The Uses of Reverie

Cate McQuaid, May 17, 2023

Mishael Coggeshall-Burr and Wilhelm Neusser "Standing Still" at Abigail Ogilvy

 

Time and the world fly by in “Standing Still,” a two-person show at Abigail Ogilvy Gallery featuring paintings by Mishael Coggeshall-Burr and Wilhelm Neusser. Both artists focus on place – cityscapes for Coggeshall-Burr, mostly natural landscapes for Neusser. Both employ rapturous color.

 

But Coggeshall-Burr uses fat, yummy brushstrokes to blur his scenes; the colors almost pixilate, and the tactility of the paint tempts touch. He doesn’t depict places so much as memories, the kind that swirl at the edges of dreams infused with feeling. Neusser’s landscapes, meanwhile, are hyperrealist – pinhole stars scattered through chilly cobalt skies; mountain ridges etched from stone. (There will be an artists’ talk with Andrew Fish on Saturday, May 20).

 

Neusser’s paintings, despite their high-res quality, are fictions and Coggeshall-Burr’s are based on photographs. And Neusser’s paint application looks improvisational: all spatter and smear beside Coggeshall-Burr’s more orderly brushed panes of gesture.

 

Neusser’s skies are vast and ripe with spiritual and emotional undertones, like those of J.M.W. Turner and Hudson River School painters such as Thomas Cole and Fitz Henry Lane. The cloud-clotted, fiery-orange sky in “Red Marsh (2308)” (above) looks apocalyptic, but it was inspired by Massachusetts marshland, not wildfires. The still water snaking through reedy grass mirrors the penetratingly orange sky. Get close to look at Neusser’s fleet, unpredictable brushwork in those reeds: Specks and streaks in deep green, and over that, flecks of rose resembling petals or wings. It’s busy, painterly, full of gesture – and yet it results in hyperrealism.

 

An aurora of cool blue pulls us in like a light at the end of a tunnel in “Nightglow (2321)” (top). The undulant mountains below look alive and roiling, edged with light. The emptiness, aside from the scattered droplets of stars, is the kind that makes a human feel tiny.

 

While Neusser’s distance is spatial, Coggeshall-Burr’s is a felt expanse, the distance between now and then. He and his wife Nadya Tkachenko have traveled to Ukraine since the Russian invasion, and Tkachenko has started the nonprofit Project Nadiya to help Ukrainian refugees.

 

Paintings such as “Arriving” (above), which depicts displaced Ukrainians in Poland, strike notes of hope and loss. Four dark figures walk toward us, the golden sky behind them casting reflections on the street.

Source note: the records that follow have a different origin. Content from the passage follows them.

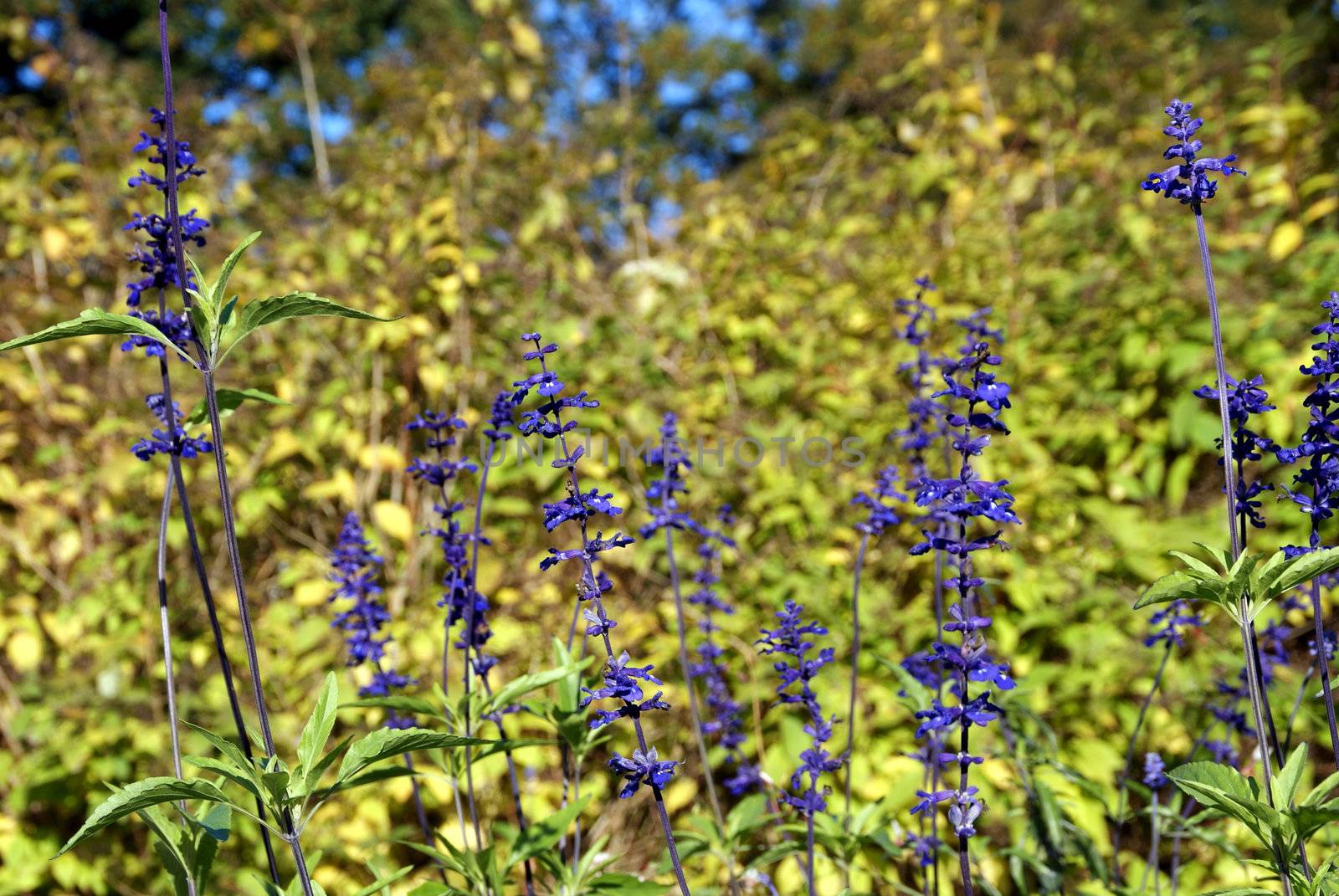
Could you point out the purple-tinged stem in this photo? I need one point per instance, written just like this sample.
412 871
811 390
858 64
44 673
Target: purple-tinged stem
573 483
167 662
1254 684
1323 663
1129 758
1220 371
216 432
809 849
854 661
1296 706
693 691
484 679
1152 864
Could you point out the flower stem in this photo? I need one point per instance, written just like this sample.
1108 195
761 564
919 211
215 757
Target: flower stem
588 571
484 679
1323 663
693 693
1220 370
234 561
1249 648
216 429
1129 758
167 663
809 851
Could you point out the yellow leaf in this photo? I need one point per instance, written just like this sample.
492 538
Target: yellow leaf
381 457
1319 209
283 446
394 520
339 486
54 241
1285 240
24 651
526 39
311 592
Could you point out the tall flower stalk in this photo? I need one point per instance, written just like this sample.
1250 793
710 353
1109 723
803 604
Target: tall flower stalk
178 258
439 472
794 641
915 439
977 399
355 570
477 631
1318 483
169 677
725 715
1188 181
667 517
623 682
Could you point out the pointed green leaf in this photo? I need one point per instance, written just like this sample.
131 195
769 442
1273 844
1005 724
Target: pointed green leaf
1182 586
402 704
276 788
321 724
622 884
1218 555
141 795
229 399
224 768
352 782
1196 566
261 312
225 274
542 833
314 775
372 889
383 744
519 688
1322 791
95 322
231 751
227 314
1295 572
1285 782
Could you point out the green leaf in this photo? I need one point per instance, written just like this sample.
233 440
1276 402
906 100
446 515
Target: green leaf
1322 791
619 884
1198 566
225 274
1218 555
276 786
314 775
1296 572
224 768
541 835
141 795
321 724
385 882
750 815
432 888
1182 586
1285 782
383 744
263 312
95 322
229 399
232 753
216 827
375 776
519 688
397 702
1309 820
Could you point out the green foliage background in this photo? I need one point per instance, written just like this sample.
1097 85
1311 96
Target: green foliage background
995 146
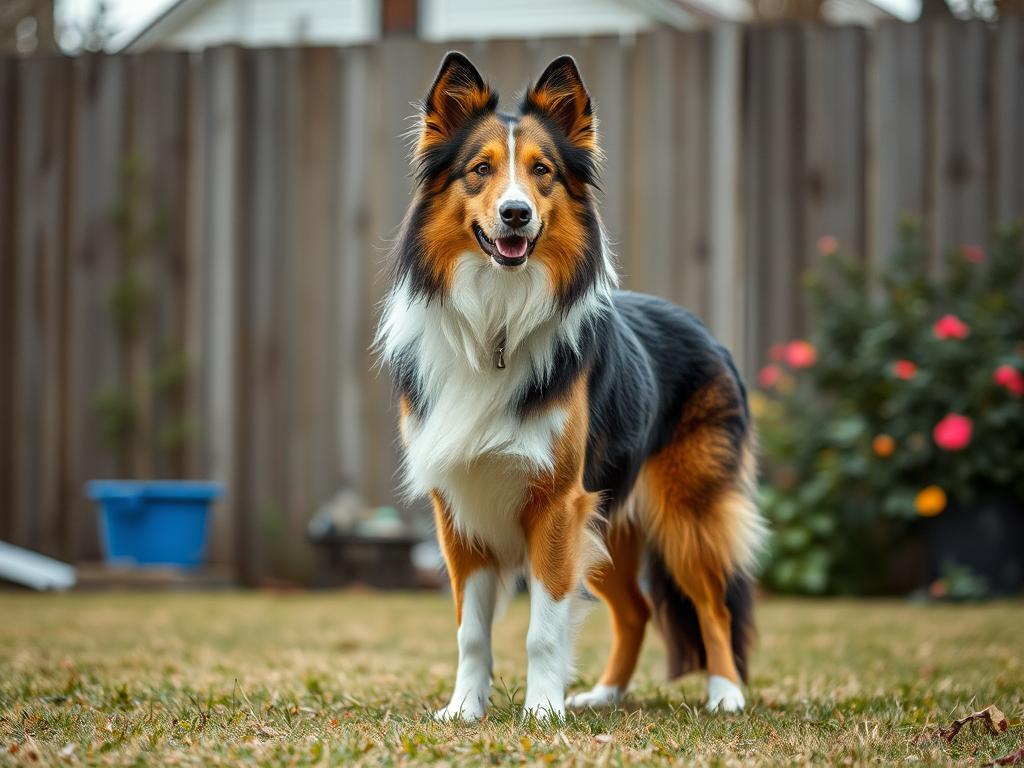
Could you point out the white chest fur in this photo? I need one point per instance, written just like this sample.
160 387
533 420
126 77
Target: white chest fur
470 443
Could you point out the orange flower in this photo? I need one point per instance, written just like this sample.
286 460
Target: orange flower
768 376
884 445
801 353
904 370
930 501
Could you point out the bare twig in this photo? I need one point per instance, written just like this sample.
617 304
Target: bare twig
1017 756
990 715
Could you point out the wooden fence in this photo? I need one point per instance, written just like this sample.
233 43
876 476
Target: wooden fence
278 178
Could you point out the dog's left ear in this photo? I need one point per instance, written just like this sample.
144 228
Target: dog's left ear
560 94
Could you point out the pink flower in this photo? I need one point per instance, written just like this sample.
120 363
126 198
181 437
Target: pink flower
768 375
950 327
974 253
1010 378
827 245
801 353
953 432
904 370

Lights blur into glowing baubles. Everything and nothing is tangible: The narrow street, the buildings, the solid figures; they seem to be slipping by, but filled with the particular intensity of their moment.

 

Coggeshall-Burr’s impressionistic, fuzzing edges and brushy panes of light look like reflections cast by stained glass. In Uzhhorod, Ukraine, last year, he photographed the evening quietude after the daylight air-raid sirens left off and painted “Night River” (below). His brushstrokes block out gleams and glimmers of illuminated boats and reflections on the water. This painting, too, kindles like a memory – of lost serenity.

 

The two painters, with their different registers of reverie (Neusser’s epic, Coggeshall Burr’s intimate), remind us of all we can see if we just stand still. It’s a matter not just of looking, but of sensing a world beyond what we see – within and without.